The Planning Fallacy
Posted by Rick Ellis on March 23, 2008
A universal phenomenon among humans is that we are terrible at estimating how long a project will take to complete. Cognitive psychologists call this “The Planning Fallacy”, and the more complex or numerous the steps involved, the more likely that we will be wildly wrong.
The problem has to do with the way we visualize projects, focusing only on the successful steps needed to complete the task. We visualize optimistically, rarely taking into account all of the things that can, and will, cause each step of the process to slow down.
Studies have found that people almost always underestimate, even when researchers ask them for a worse-case scenario.
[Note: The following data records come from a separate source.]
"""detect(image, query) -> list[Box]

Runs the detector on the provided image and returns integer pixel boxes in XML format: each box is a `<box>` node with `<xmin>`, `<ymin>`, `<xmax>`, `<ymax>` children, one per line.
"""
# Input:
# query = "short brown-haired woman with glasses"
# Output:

In fact, the accuracy tends to be about the same whether we plan with great detail, or just estimate a date off the top of our head.
For those of us in creative fields, like writing software or designing websites, estimating how long a project will take is even more difficult because there is an exploratory nature to these tasks. We’re not building widgets on an assembly line, we’re working through a series of challenges.
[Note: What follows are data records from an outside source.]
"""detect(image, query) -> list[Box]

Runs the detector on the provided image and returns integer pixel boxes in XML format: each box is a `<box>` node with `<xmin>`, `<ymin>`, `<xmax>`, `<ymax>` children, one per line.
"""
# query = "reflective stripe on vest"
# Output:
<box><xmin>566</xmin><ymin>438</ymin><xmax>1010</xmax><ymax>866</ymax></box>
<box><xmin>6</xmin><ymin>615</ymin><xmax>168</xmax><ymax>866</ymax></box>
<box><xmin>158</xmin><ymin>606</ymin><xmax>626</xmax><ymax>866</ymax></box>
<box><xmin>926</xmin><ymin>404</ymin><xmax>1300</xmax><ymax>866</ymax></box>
Sure, we might know what we want to accomplish, we might even have a pretty good idea of how we intend to accomplish it, but along the way there are endless smaller challenges to solve, each overlapping in different ways, and bringing new problems, ideas, and opportunities. It’s simply impossible to envision how a project will evolve until we’re in the thick of it.
Some people have suggested rules for estimating projects, like coming up with a timeframe, then doubling it. That’s not a bad idea (especially with budgets), although it further reinforces just how terrible we are at estimating, and just how wrong we will be no matter what we say.
Why do I mention all this? To explain why we at EllisLab never publish a software release date until we are nearly finished with the project. In my experience, any date that is more then 30 days out will always be wrong.
That’s also why we don’t publish a road map that describes where we’re going with our applications. There is such a fluid and dynamic nature to technology that anything we plan for today will probably be irrelevant a year from now. We just do not have enough information today to plan correctly for tomorrow. Our development cycles, and the internet at large, are moving too fast.
I wish there were a methodology that could be used to meet goal dates with precision, but thus far, I’ve never found one. Until that day, we’ll have to stick to our policy of not disclosing released dates until we’re nearly finished with the project.